We only needed to worry about our earrings on Zoom; our shoes didn’t matter – and now, like work-life balance, it’s here to stay.

Like the tie, it has become victim of the new, casual workplace where almost anything goes.

Perhaps, comfort too has played a role.

First, women started wearing sandshoes to work, and it seems some forgot to change out of them in the elevator. Now, they’re prepared to be comfortable all day.

Standards slip. The bar lowers.

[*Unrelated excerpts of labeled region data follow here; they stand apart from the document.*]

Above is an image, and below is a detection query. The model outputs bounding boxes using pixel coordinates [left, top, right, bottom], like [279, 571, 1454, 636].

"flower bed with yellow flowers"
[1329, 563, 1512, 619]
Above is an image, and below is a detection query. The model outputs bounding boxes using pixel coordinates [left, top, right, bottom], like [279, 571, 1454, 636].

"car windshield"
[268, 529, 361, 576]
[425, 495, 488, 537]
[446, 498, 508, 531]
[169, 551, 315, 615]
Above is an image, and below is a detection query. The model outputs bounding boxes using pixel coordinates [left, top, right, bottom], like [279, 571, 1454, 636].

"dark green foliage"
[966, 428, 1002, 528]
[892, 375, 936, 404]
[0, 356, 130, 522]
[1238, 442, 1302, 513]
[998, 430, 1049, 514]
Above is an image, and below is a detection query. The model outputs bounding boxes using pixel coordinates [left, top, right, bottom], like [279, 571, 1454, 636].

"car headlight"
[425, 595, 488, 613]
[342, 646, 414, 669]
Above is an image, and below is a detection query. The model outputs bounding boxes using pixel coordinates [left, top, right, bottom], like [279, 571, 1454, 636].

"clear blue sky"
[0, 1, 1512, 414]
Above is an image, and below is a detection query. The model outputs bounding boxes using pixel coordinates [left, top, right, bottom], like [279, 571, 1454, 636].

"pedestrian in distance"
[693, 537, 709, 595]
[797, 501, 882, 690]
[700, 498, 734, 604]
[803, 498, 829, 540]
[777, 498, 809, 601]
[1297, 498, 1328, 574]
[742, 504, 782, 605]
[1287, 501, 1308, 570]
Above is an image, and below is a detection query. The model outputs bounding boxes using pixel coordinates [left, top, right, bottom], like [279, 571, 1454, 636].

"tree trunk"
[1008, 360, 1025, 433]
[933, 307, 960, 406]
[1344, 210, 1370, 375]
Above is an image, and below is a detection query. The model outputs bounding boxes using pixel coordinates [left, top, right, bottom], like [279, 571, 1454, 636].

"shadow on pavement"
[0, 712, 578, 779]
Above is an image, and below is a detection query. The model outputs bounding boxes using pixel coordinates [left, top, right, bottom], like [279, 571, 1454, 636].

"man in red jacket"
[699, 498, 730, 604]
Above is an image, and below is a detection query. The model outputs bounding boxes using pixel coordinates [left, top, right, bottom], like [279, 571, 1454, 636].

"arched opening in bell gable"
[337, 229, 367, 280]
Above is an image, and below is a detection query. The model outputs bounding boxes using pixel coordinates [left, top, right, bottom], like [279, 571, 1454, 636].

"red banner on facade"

And so does the height of half the room.

Have our daughters and those 30-somethings not heard of ‘no pain, no gain’?

Don’t they appreciate the kilometres walked in teetering heels to pave the way for them to boldly do the same?

Don’t they understand that some traditions are almost holy, and that dispensing with them might mean dispensing with centuries of fashion?

The real test will come next month, on that first Tuesday in November.

For some, the Melbourne Cup is about horses; but for almost all, it’s about fashion on and off the field.

God help us if the well-heeled succumb to the pressure of the noisy flat-shoe brigade, carrying podiatrists’ bills and calf injuries.

Authorities should set dress standards now, barring sandshoes and runners – no matter how many sparkly bits adorn them.

To do otherwise, would be to eschew centuries of advancement. And next Melbourne Cup, nothing would be sacred. Not even the fascinator.